Abstract
Inhibition of bcr-abl tyrosine kinase activity has evolved as a mainstay of therapy for patients with chronic myeloid leukaemia (CML). However, a fraction of leukaemia cells persists under targeted therapy and can lead to disease progression on cessation of treatment. Analysing leukemic progenitor cells with the side population phenotype we found that the bcr-abl positive leukemic clones contributed to this compartment in CML patients, and that the intracellular ABC Transporter A3 is strongly expressed in such leukemic SP cells. Subsequently we found ABCA3 expressed in all of 39 whole bone marrow and peripheral blood samples from 39 CML patients, with transcripts numbers substantially exceeding those of patients with AML or normal volunteers. Similarly, the CML cell lines K562, Lama-84 and BV17.3 showed high endogenous ABCA3 expression levels, allowing specific downregulation by siRNA. As measured in viability and colony forming assays, the functional knock down of ABCA3 induced a significantly increased susceptibility to imatinib.
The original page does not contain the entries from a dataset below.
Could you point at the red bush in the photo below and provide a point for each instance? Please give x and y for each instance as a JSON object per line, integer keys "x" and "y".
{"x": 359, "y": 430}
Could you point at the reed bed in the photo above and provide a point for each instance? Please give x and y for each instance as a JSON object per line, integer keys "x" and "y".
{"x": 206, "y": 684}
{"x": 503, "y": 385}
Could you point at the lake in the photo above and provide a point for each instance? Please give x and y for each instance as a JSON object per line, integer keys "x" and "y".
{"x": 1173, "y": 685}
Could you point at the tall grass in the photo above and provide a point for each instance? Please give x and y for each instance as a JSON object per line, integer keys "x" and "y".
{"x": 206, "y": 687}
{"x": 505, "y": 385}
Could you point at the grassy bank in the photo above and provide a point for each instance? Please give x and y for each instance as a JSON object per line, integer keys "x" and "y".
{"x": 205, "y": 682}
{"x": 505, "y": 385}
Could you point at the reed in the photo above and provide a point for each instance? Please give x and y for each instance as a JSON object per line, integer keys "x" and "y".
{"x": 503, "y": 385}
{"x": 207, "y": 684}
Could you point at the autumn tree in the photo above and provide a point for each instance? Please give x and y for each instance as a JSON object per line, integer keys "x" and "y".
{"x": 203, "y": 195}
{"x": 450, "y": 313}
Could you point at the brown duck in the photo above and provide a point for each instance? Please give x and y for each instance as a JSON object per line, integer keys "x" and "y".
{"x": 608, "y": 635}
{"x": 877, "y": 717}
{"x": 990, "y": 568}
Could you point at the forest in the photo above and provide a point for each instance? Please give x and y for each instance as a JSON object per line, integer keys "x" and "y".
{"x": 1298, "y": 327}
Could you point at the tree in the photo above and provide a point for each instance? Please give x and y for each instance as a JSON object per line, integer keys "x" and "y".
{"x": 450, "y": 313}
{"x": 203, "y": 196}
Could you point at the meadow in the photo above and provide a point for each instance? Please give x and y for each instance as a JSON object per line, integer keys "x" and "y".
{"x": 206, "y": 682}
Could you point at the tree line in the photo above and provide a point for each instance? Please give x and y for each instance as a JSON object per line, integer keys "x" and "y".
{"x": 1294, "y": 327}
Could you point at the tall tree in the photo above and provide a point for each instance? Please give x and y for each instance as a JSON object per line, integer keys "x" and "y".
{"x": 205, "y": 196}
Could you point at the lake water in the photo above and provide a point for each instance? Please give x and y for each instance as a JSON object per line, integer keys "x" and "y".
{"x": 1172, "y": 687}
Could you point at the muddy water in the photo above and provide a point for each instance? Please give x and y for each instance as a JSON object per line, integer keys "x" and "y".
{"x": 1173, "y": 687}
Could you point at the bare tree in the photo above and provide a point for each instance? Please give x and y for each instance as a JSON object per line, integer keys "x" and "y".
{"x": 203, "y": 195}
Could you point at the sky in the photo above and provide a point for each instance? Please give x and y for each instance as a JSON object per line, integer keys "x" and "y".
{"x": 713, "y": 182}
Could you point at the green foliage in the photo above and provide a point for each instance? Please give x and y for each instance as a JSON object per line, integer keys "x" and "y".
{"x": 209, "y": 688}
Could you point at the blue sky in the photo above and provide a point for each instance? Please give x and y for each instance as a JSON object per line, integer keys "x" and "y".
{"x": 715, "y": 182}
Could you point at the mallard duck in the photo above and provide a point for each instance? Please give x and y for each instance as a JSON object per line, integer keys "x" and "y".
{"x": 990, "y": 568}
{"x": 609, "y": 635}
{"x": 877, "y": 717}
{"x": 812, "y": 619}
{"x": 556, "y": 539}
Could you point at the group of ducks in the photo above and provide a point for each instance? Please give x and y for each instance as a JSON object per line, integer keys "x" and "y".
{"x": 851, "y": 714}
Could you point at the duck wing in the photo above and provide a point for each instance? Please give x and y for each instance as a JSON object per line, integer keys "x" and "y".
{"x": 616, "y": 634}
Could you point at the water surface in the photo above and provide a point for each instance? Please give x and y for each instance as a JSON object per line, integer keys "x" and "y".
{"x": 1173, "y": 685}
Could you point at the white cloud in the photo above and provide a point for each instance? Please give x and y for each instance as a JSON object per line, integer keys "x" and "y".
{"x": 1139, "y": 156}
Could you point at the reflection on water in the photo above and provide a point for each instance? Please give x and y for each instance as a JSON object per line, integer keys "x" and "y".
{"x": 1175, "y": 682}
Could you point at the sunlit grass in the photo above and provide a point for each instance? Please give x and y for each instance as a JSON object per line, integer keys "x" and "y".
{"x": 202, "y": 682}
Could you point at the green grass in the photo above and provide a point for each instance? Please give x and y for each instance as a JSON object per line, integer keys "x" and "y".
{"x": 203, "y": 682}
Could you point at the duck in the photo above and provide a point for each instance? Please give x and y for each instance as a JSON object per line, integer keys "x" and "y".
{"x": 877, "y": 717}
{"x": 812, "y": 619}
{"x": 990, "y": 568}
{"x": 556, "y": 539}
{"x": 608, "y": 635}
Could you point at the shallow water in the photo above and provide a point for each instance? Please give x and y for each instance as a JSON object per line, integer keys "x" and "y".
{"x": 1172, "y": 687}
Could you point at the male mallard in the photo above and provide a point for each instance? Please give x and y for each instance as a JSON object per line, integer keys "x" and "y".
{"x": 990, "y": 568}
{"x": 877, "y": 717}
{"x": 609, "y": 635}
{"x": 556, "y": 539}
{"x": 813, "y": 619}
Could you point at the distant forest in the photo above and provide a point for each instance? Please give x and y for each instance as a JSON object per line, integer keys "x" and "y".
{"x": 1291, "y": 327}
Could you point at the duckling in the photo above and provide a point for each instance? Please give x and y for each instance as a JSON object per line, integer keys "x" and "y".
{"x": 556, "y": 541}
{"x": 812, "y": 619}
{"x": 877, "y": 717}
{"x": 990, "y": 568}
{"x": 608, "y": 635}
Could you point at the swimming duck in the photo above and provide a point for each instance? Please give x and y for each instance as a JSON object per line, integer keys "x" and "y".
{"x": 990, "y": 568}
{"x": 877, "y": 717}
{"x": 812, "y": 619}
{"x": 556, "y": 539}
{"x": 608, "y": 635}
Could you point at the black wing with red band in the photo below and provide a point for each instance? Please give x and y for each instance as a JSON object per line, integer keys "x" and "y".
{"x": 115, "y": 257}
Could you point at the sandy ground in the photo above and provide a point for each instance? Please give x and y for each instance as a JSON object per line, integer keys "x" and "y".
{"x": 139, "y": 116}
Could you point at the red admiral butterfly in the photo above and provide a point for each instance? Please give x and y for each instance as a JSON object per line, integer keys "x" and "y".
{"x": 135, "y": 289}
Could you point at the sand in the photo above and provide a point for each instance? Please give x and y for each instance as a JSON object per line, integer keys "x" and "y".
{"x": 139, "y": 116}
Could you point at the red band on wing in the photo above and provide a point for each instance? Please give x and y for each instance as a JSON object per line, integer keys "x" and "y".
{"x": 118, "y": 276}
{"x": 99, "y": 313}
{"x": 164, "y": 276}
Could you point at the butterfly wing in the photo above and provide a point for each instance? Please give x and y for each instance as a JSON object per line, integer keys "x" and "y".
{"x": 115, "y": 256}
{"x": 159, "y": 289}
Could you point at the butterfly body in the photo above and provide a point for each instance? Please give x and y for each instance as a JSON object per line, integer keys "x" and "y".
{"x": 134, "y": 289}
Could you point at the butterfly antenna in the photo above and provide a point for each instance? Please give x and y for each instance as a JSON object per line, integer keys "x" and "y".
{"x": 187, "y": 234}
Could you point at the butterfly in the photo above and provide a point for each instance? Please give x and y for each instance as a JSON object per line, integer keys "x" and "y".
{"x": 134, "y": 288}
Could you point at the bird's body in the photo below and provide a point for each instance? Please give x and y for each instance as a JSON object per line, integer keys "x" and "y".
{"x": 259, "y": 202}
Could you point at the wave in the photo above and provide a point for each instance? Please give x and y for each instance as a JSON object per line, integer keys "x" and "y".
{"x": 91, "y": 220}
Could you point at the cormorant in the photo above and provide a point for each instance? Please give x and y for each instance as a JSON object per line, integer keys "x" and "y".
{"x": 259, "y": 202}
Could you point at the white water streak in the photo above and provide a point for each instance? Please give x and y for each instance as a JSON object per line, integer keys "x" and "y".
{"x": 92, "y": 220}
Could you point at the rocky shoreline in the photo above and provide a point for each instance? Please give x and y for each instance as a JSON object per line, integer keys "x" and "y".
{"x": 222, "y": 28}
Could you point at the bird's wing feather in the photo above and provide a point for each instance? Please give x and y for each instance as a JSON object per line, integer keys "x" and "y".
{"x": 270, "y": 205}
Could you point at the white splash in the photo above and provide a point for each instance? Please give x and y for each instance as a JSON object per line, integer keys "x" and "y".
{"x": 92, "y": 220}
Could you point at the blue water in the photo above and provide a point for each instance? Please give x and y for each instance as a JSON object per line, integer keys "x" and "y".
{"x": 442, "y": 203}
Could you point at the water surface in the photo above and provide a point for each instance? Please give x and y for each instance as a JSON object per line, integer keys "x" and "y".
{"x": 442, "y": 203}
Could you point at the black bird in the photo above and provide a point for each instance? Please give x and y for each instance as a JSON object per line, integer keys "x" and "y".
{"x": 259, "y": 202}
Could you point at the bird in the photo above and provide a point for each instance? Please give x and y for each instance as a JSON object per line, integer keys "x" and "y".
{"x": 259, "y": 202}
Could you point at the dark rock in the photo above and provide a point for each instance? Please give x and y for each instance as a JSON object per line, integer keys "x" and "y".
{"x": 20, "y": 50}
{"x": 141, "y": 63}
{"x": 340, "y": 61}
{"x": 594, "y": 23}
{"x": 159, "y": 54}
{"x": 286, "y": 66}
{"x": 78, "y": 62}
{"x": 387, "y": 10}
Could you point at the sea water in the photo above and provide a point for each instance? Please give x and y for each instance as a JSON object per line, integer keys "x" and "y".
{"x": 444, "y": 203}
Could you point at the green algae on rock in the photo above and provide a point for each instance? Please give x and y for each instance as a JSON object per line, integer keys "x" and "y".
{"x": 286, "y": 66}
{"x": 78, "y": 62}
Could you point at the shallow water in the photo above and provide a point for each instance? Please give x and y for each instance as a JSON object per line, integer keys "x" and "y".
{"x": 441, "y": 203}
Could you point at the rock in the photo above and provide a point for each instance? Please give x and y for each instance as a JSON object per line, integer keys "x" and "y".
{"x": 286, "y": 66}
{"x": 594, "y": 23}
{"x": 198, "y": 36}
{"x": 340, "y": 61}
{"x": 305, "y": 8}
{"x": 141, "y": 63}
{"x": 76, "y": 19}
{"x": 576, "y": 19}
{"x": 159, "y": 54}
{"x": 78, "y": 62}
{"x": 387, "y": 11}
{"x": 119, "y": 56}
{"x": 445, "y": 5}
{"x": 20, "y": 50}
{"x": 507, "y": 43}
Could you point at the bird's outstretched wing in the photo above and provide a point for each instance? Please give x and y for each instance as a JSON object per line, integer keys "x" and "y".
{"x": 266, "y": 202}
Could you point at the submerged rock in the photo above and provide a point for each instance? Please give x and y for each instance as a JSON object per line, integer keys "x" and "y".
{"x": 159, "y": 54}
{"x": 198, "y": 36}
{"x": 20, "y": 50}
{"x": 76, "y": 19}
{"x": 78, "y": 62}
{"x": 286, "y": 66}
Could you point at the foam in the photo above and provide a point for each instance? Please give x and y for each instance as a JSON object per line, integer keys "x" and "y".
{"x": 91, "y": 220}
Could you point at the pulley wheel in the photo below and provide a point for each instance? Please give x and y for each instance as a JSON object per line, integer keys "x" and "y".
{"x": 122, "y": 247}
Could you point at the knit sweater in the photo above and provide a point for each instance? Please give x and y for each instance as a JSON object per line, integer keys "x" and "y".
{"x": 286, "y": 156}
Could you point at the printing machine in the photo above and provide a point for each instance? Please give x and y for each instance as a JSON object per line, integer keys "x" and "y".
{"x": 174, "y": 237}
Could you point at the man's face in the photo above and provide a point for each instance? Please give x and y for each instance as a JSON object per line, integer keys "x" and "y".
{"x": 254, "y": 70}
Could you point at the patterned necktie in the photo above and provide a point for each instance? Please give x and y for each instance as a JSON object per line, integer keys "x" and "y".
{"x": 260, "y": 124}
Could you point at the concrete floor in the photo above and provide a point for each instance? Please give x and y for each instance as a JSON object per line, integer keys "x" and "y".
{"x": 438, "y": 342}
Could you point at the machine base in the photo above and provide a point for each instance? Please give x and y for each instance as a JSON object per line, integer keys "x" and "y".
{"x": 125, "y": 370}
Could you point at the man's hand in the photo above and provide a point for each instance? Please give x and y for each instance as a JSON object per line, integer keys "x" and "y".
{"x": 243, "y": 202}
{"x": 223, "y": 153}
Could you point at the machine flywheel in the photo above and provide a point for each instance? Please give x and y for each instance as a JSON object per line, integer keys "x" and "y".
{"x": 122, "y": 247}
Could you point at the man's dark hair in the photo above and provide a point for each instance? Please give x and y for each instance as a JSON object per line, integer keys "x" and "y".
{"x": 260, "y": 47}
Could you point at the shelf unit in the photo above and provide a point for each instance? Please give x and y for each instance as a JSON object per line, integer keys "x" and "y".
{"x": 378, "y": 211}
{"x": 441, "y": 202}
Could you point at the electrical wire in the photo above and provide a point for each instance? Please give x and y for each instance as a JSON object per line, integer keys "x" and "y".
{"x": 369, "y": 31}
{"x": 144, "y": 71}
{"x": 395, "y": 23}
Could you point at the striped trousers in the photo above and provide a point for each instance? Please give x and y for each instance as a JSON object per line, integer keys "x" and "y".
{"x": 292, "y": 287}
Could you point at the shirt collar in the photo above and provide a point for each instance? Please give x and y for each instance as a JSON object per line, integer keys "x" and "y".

Furthermore, we applied subcellular fractionation techniques to investigate the subcelluar distribution of imatinib, and found the majority of [14C]-labelled imatinib to accumulate in the lyosomal fraction, in K562 and Lama84 leukemic cells as well as the HEK293 model system. In conclusion, the intracellular ABC transporter A3 is expressed consistently and at high levels expressed in CML cells, and may contribute to imatinib resistance via lysosomal sequestration.
Author notes
Disclosure:Research Funding: This research is supported financially by the Novartis Pharma GmbH. GW gets financially support from the German Jose Carreras leukemia foundation (Projekt: R04/18).